Huang KH, Mychack A, Tchorzewski L, Janakiraman A - PLoS ONE (2016)

Bottom Line: Multiple Z-ring associated proteins (Zaps), also promote lateral interactions between FtsZ protofilaments to stabilize the FtsZ ring in vivo.Our data suggest a mechanism in which the CTV residues, particularly K380, facilitate a conformation for the conserved carboxy-terminal residues in FtsZ, that lie immediately N-terminal to the CTV, to enable optimal contact with ZapD.Further, phylogenetic analyses suggest a correlation between the nature of FtsZ CTV residues and the presence of ZapD in the β- γ-proteobacterial species.

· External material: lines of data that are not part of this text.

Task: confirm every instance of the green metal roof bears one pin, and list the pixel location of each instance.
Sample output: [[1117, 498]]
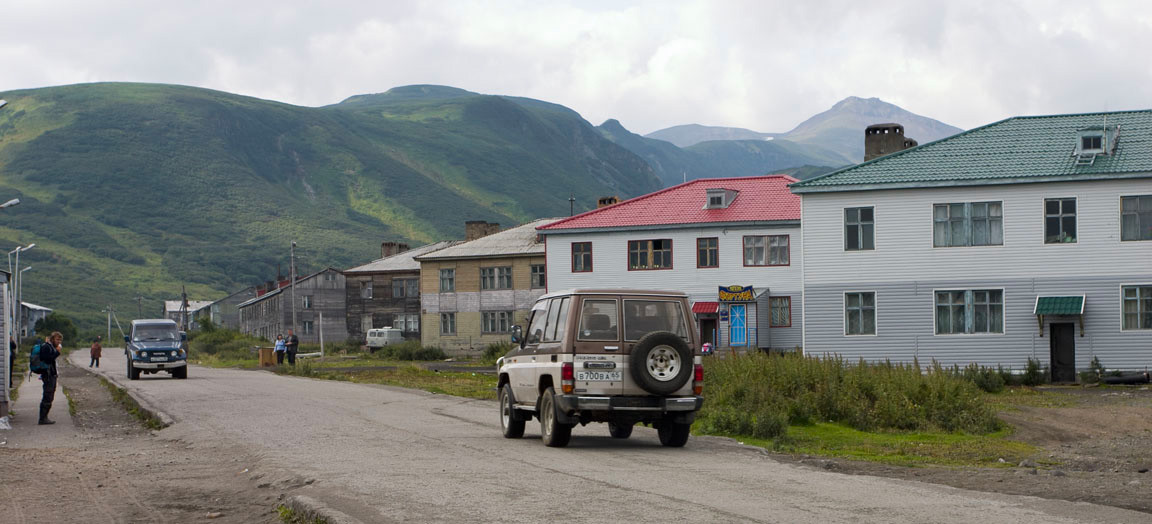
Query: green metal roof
[[1017, 150], [1060, 305]]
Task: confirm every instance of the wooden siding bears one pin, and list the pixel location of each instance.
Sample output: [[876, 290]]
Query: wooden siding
[[904, 268], [609, 264]]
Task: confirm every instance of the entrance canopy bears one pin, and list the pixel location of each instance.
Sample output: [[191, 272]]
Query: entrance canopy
[[1060, 305]]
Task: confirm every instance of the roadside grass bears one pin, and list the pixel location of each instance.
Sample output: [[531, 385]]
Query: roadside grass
[[123, 399]]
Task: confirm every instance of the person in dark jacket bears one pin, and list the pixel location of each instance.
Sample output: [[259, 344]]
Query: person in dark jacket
[[292, 344], [50, 349]]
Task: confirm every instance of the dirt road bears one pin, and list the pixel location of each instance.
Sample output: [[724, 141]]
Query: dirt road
[[383, 454]]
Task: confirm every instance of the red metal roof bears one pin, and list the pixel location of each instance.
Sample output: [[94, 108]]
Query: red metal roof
[[760, 198], [705, 306]]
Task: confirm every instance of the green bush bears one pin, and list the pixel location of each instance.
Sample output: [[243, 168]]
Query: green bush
[[759, 394]]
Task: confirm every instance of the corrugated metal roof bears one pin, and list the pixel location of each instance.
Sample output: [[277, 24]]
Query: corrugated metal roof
[[401, 262], [516, 242], [759, 198], [1022, 149]]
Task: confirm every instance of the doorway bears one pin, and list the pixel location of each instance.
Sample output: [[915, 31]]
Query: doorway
[[1063, 351]]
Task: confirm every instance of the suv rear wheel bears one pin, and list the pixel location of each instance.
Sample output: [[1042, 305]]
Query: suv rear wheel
[[553, 433], [512, 426]]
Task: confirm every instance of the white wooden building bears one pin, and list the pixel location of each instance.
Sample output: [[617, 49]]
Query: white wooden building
[[733, 244]]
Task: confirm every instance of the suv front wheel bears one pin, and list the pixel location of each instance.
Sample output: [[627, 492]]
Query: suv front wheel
[[553, 433]]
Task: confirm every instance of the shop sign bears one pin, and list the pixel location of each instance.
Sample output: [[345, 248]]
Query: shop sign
[[736, 294]]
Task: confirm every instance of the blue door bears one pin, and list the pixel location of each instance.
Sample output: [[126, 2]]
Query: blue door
[[737, 325]]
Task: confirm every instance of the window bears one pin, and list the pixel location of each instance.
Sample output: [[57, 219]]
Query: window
[[968, 223], [766, 250], [707, 252], [539, 275], [859, 313], [598, 320], [1136, 218], [650, 255], [969, 311], [780, 309], [447, 280], [495, 321], [859, 229], [1137, 306], [582, 257]]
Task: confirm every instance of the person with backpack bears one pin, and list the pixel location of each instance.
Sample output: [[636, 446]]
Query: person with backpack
[[43, 362]]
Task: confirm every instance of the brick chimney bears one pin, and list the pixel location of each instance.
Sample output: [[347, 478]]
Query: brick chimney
[[476, 229]]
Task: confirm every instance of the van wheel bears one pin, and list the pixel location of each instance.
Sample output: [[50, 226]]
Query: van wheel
[[674, 434], [512, 426], [620, 431], [553, 433], [660, 363]]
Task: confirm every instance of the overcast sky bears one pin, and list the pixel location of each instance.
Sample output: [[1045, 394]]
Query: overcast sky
[[760, 65]]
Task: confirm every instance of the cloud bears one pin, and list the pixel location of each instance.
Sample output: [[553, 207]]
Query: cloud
[[762, 65]]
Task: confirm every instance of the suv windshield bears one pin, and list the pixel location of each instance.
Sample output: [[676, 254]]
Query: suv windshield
[[154, 333]]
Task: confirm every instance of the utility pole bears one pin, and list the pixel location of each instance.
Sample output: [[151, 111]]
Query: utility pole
[[292, 274]]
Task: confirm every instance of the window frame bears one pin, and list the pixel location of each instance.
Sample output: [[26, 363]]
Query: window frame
[[783, 297], [574, 255], [859, 228], [767, 250], [876, 311], [1060, 219], [651, 250], [714, 249]]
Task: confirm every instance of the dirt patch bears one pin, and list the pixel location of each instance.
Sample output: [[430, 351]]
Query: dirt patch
[[1096, 442], [123, 472]]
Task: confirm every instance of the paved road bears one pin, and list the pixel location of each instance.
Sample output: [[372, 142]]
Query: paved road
[[384, 454]]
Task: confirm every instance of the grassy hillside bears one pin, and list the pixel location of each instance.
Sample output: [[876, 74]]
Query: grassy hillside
[[137, 189]]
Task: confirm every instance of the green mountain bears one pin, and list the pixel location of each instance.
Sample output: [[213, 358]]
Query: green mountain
[[724, 158], [139, 189]]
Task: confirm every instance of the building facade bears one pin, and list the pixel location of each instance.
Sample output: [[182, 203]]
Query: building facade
[[471, 294], [732, 244], [1030, 237], [386, 293], [320, 306]]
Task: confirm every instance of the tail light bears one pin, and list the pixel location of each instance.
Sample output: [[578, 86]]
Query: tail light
[[567, 378]]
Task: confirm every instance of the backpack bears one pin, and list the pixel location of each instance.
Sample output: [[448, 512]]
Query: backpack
[[33, 362]]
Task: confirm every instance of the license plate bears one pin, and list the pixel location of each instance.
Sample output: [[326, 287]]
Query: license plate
[[598, 376]]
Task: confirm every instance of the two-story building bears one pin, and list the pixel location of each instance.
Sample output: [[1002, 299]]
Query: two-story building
[[1030, 237], [472, 293], [319, 296], [732, 244], [386, 291]]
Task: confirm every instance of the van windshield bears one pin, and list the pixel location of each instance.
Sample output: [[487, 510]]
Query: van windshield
[[154, 333]]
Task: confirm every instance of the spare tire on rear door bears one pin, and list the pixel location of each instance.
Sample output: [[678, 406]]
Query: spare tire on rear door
[[660, 363]]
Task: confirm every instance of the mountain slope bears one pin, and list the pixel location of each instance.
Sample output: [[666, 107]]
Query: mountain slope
[[137, 189]]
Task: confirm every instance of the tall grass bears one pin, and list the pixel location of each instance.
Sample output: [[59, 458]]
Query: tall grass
[[759, 395]]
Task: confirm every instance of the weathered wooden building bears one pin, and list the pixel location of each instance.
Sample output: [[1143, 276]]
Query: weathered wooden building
[[471, 294], [386, 293], [318, 295]]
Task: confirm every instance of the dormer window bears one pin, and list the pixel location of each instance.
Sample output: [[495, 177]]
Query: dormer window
[[720, 198]]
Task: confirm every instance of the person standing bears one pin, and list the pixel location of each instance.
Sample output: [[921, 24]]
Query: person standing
[[292, 344], [279, 349], [50, 349]]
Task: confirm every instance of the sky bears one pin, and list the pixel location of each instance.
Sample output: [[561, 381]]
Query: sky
[[760, 65]]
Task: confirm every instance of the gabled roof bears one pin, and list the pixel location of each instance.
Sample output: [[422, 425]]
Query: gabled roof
[[1017, 150], [516, 242], [401, 262], [759, 199]]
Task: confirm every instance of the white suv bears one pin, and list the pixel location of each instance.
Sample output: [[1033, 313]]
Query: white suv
[[612, 356]]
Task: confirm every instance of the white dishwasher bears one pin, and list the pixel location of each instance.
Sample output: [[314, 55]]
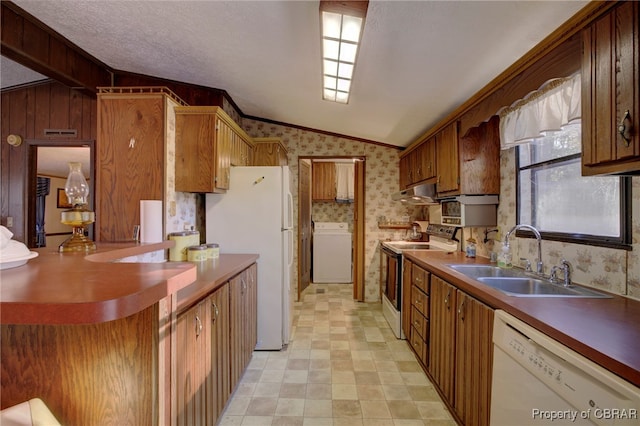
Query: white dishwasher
[[538, 381]]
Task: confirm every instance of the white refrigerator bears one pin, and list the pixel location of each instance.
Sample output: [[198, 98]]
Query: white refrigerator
[[256, 216]]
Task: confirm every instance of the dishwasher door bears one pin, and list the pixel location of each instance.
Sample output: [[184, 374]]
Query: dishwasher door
[[538, 381]]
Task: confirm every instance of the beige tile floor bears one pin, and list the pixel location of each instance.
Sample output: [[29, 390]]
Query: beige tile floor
[[344, 366]]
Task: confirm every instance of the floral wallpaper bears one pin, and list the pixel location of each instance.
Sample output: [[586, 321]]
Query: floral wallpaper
[[381, 174], [613, 270]]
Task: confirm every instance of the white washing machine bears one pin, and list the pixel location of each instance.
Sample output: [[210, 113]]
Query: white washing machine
[[331, 253]]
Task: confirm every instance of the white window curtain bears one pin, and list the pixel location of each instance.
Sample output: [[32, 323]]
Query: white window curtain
[[345, 173], [554, 105]]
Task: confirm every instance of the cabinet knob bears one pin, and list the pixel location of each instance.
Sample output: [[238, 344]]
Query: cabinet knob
[[198, 326], [216, 312], [624, 130]]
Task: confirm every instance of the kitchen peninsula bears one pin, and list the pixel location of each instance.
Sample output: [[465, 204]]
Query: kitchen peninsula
[[99, 341]]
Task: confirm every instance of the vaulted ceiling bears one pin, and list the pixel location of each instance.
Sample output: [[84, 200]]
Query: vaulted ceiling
[[418, 62]]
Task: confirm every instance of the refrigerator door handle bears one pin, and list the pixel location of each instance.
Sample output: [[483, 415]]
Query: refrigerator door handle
[[289, 219]]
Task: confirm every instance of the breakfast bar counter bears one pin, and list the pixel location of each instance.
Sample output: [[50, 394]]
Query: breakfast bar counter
[[94, 337]]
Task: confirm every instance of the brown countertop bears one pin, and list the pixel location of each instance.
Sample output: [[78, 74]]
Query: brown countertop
[[211, 275], [607, 331], [76, 288]]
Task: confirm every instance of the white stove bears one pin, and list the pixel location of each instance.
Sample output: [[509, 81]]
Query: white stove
[[441, 238]]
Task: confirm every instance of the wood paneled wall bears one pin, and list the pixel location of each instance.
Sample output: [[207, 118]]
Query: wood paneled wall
[[27, 112]]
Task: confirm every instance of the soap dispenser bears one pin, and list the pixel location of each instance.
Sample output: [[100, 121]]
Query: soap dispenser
[[504, 259]]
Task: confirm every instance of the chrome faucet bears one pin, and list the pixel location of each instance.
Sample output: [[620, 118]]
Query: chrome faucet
[[539, 266], [565, 267]]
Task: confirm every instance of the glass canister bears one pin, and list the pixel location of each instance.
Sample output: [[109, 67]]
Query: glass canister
[[197, 253], [214, 250], [183, 239]]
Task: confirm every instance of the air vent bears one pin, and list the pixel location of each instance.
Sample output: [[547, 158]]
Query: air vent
[[61, 133]]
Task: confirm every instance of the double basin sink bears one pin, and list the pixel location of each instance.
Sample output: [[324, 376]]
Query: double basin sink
[[516, 282]]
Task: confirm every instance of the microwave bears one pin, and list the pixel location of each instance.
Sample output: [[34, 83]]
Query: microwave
[[470, 210]]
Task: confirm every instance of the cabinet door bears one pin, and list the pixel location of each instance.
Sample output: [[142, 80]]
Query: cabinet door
[[224, 136], [220, 378], [448, 163], [405, 172], [130, 161], [442, 334], [610, 89], [243, 316], [407, 267], [474, 360], [423, 160], [193, 366], [323, 181], [195, 150]]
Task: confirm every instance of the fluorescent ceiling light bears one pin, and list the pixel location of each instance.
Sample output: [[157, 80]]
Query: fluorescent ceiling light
[[341, 23]]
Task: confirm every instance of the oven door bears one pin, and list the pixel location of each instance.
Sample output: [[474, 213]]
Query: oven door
[[391, 276]]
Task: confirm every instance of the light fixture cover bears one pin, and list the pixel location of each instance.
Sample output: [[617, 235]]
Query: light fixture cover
[[341, 25]]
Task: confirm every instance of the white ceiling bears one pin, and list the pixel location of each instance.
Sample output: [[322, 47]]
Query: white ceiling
[[418, 62]]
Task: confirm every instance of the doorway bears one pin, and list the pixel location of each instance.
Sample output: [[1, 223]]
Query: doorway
[[47, 161], [305, 213]]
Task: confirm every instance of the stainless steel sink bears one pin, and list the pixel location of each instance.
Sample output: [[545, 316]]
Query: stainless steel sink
[[532, 287], [516, 282], [476, 271]]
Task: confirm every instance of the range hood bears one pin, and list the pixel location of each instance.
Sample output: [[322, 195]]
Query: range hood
[[421, 195]]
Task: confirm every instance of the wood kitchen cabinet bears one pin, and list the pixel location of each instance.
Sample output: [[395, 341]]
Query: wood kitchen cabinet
[[469, 164], [221, 389], [442, 335], [205, 137], [419, 334], [269, 152], [460, 164], [132, 134], [407, 267], [215, 340], [193, 366], [418, 165], [242, 150], [448, 160], [424, 161], [611, 93], [474, 360], [243, 302], [323, 181], [461, 351]]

View Article: PubMed Central - PubMed

Affiliation: Department of Biology, City College of CUNY, 160 Convent Avenue, MR 526, New York, NY, United States of America.

ABSTRACT
Polymerization of a ring-like cytoskeletal structure, the Z-ring, at midcell is a highly conserved feature in virtually all bacteria. The Z-ring is composed of short protofilaments of the tubulin homolog FtsZ, randomly arranged and held together through lateral interactions. In vitro, lateral associations between FtsZ protofilaments are stabilized by crowding agents, high concentrations of divalent cations, or in some cases, low pH. In vivo, the last 4-10 amino acid residues at the C-terminus of FtsZ (the C-terminal variable region, CTV) have been implicated in mediating lateral associations between FtsZ protofilaments through charge shielding. Multiple Z-ring associated proteins (Zaps), also promote lateral interactions between FtsZ protofilaments to stabilize the FtsZ ring in vivo. Here we characterize the complementary role/s of the CTV of E. coli FtsZ and the FtsZ-ring stabilizing protein ZapD, in FtsZ assembly. We show that the net charge of the FtsZ CTV not only affects FtsZ protofilament bundling, confirming earlier observations, but likely also the length of the FtsZ protofilaments in vitro. The CTV residues also have important consequences for Z-ring assembly and interaction with ZapD in the cell. ZapD requires the FtsZ CTV region for interaction with FtsZ in vitro and for localization to midcell in vivo. Our data suggest a mechanism in which the CTV residues, particularly K380, facilitate a conformation for the conserved carboxy-terminal residues in FtsZ, that lie immediately N-terminal to the CTV, to enable optimal contact with ZapD. Further, phylogenetic analyses suggest a correlation between the nature of FtsZ CTV residues and the presence of ZapD in the β- γ-proteobacterial species.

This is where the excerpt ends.